Cris ou larmes de joie, pas de danse: plus d’une centaine de personnes ont pris d’assaut l’enceinte de la prison de Makala à Kinshasa en République démocratique du Congo pour saluer la libération du colonel Eddy Kapend, l’un des principaux condamnés pour l’assassinat du président Laurent-Désiré Kabila.
Décontracté et serein, coiffé de son képi de militaire, Eddy Kapend a été escorté par les forces de sécurité congolaises et une armée des taxi-motos jusqu’à sa résidence où il a pris un bain de foule en milieu d’après midi.
“Ca y est, il est là, il est libre, papa est là”, criait-on à tue tête, tandis que le colonel saluait la foule depuis un balcon, arborant un léger sourire avant de s’éclipser dans la maison.
Des danseurs folkloriques ornés des raphia et de plumes haranguaient la foule qui s’est formée pour la circonstance.
“Les mots ne peuvent vraiment pas exprimer ce que je ressens, je n’arrive pas à croire que c’est réel, qu’il est là au salon”, a déclaré à l’AFP Cathy Kapend, sa fille de 23 ans, émue.

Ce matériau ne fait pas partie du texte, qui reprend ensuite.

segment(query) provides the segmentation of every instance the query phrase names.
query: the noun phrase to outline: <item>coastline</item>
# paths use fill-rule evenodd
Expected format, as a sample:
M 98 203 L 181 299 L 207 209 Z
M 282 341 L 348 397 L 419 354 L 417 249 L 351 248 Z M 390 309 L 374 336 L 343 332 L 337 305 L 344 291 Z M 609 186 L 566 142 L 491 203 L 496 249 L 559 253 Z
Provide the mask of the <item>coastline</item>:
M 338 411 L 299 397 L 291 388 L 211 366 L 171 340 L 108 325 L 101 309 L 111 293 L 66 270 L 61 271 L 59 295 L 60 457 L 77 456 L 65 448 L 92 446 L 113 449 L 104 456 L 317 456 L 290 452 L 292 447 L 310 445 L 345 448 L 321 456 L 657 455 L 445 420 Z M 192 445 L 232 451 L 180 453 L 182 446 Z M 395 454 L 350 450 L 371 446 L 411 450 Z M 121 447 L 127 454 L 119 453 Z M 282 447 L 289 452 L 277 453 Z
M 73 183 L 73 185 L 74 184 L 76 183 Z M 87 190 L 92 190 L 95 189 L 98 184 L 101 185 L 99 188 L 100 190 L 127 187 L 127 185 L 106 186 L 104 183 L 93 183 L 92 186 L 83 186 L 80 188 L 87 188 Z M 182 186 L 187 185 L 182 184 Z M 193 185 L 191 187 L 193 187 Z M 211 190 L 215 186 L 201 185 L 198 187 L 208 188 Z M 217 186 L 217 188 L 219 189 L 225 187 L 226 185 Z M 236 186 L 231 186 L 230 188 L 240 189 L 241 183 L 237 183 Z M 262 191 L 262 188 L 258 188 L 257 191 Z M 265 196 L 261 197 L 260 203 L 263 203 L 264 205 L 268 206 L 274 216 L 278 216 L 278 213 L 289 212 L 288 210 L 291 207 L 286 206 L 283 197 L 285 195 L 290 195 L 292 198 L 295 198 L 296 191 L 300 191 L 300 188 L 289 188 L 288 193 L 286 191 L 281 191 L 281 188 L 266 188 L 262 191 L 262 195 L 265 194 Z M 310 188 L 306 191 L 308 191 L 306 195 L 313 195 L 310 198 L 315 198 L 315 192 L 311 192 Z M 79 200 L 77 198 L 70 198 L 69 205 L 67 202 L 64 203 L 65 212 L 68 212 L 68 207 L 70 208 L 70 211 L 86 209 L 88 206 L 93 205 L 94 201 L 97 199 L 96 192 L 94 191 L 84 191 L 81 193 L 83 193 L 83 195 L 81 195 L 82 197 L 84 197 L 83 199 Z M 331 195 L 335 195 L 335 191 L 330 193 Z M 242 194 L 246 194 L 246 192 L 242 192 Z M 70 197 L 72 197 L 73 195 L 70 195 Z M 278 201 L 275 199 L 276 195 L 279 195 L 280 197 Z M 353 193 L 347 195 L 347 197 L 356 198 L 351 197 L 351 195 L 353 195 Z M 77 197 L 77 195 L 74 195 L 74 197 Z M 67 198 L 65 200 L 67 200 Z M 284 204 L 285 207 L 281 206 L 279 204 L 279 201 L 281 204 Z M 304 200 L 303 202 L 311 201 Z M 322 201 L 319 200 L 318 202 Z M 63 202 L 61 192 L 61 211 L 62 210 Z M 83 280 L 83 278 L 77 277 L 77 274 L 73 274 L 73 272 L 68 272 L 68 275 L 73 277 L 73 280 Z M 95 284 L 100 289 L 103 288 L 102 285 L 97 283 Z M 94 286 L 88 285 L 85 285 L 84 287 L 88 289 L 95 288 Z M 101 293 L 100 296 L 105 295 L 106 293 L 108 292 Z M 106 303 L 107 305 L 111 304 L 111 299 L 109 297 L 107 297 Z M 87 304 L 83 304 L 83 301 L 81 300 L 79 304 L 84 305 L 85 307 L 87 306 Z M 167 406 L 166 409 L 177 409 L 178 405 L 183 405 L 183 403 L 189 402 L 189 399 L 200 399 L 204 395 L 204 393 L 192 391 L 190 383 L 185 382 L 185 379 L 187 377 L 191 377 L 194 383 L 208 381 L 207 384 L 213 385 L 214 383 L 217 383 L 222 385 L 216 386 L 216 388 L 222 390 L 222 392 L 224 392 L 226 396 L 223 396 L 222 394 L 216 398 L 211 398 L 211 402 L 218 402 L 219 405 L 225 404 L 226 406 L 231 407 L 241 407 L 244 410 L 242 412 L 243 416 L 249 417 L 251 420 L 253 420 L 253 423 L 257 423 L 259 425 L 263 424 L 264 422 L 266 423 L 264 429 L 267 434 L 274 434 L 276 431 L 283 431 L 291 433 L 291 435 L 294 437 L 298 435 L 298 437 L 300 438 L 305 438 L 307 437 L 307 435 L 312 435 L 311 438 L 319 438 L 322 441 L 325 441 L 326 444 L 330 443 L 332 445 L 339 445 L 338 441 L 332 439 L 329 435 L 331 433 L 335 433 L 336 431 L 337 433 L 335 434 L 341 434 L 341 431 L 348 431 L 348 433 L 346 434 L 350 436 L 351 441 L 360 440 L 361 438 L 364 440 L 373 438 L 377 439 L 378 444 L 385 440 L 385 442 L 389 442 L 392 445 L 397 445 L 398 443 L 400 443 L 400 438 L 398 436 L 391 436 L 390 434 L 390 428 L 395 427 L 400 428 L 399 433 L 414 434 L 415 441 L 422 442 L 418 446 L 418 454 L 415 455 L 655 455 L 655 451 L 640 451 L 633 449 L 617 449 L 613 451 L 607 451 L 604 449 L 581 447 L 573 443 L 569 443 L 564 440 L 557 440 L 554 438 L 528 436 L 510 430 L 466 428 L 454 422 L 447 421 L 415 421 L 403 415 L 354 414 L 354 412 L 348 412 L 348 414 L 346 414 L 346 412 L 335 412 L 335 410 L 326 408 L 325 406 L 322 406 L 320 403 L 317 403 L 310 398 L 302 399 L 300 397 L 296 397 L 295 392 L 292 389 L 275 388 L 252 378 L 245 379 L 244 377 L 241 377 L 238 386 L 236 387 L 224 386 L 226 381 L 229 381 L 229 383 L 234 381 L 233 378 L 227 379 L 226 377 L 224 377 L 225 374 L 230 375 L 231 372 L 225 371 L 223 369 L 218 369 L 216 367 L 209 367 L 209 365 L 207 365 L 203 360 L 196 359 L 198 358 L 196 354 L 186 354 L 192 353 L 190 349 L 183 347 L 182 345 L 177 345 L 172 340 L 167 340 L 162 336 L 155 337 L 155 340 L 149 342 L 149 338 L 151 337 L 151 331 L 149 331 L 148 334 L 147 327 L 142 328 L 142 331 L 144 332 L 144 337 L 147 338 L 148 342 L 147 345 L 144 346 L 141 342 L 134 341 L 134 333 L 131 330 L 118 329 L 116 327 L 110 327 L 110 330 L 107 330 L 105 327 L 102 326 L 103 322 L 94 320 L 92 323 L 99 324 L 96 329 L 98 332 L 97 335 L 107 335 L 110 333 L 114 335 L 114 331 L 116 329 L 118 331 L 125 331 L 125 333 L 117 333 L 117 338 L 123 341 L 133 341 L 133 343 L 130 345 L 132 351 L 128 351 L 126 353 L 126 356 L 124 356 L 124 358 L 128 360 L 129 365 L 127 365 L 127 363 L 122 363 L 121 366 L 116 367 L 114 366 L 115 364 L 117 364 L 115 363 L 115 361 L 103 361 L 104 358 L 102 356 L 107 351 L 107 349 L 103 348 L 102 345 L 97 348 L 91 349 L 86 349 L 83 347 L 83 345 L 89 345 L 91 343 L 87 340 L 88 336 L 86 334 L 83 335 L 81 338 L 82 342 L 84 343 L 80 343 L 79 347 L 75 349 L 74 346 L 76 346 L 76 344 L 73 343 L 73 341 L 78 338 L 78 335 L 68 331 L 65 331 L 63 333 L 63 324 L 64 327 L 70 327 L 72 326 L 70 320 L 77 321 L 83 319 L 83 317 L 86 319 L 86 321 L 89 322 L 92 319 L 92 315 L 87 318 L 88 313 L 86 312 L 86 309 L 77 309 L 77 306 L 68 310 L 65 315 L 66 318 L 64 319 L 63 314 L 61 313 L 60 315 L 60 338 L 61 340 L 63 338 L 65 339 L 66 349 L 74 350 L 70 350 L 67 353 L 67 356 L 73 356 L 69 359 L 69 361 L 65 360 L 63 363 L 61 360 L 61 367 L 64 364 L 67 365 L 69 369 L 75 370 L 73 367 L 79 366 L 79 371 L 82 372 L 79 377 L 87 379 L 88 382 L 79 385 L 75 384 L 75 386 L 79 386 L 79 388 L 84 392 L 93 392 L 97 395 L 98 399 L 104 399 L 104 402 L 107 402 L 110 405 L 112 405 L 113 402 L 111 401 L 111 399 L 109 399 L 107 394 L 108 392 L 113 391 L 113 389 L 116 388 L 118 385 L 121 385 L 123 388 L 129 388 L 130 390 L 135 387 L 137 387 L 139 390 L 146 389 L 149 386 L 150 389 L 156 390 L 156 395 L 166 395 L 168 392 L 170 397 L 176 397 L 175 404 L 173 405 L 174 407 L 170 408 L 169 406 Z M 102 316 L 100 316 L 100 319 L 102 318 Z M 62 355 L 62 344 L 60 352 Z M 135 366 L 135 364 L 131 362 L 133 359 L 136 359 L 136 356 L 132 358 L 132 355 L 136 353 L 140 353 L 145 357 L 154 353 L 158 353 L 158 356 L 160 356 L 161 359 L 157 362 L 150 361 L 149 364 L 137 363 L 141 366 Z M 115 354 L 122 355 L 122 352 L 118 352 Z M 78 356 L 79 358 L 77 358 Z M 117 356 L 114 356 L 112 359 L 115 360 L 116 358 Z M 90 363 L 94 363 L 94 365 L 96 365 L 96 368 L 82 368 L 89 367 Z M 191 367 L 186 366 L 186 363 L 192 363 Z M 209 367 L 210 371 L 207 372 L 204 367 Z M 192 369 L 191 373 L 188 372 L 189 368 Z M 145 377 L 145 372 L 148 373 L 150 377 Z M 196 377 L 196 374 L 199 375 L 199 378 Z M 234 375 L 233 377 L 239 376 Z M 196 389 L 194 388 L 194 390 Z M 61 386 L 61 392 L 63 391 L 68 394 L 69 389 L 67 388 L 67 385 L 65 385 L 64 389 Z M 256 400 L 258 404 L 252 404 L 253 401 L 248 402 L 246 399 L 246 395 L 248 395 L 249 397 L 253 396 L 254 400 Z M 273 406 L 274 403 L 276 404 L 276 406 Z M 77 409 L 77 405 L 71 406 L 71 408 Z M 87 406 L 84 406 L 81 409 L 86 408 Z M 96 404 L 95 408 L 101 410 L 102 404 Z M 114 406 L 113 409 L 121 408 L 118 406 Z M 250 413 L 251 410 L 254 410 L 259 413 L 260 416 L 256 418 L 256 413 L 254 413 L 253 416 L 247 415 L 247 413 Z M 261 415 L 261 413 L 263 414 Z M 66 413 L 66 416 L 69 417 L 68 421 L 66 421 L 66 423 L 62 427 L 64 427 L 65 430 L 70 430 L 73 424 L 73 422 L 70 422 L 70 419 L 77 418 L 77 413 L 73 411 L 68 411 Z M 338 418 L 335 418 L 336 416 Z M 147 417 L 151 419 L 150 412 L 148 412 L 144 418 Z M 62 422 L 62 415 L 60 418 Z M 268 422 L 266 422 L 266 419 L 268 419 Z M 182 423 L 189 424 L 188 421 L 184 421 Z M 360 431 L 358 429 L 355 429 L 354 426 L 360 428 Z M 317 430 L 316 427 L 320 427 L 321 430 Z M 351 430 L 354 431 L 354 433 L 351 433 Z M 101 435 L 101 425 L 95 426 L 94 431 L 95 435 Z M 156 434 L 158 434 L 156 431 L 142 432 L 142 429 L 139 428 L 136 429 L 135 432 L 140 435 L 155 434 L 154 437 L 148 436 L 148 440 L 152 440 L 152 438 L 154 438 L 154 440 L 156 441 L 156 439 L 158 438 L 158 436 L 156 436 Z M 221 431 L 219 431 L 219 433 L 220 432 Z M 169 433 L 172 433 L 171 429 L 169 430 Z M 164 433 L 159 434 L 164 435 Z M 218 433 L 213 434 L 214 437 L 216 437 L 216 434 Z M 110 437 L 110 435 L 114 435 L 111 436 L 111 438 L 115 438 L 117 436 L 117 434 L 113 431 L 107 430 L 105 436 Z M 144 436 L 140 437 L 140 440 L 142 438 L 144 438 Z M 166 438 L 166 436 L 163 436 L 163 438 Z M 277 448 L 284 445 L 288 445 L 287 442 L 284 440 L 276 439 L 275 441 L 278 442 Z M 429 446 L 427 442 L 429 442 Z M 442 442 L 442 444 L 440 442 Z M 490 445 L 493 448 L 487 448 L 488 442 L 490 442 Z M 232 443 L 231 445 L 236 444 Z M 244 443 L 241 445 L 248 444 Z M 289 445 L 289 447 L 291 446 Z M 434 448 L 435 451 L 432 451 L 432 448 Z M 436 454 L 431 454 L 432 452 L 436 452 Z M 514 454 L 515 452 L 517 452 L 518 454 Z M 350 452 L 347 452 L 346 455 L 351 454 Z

Cette expérience à été “dure pour nous et pour notre maman”. Sans trop penser à comment il pouvait sortir de la prison, “j’avais la foi, je ne l’imaginais pas mourir en prison”, a ajouté cette étudiante de droit qui n’avait qu’environ 4 ans lors de l’arrestation de son père en 2001.
Âgé de 61 ans, Eddy Kapend et 21 autres militaires ont auparavant participé à une cérémonie officielle organisée dans l’enceinte de la prison vendredi pour marquer leur libération.
Débarrassés de leur tenue de prisonnier, les 22 hommes sont sortis de Makala, la grande prison de Kinshasa, accueillis par leurs proches, parfois en larmes.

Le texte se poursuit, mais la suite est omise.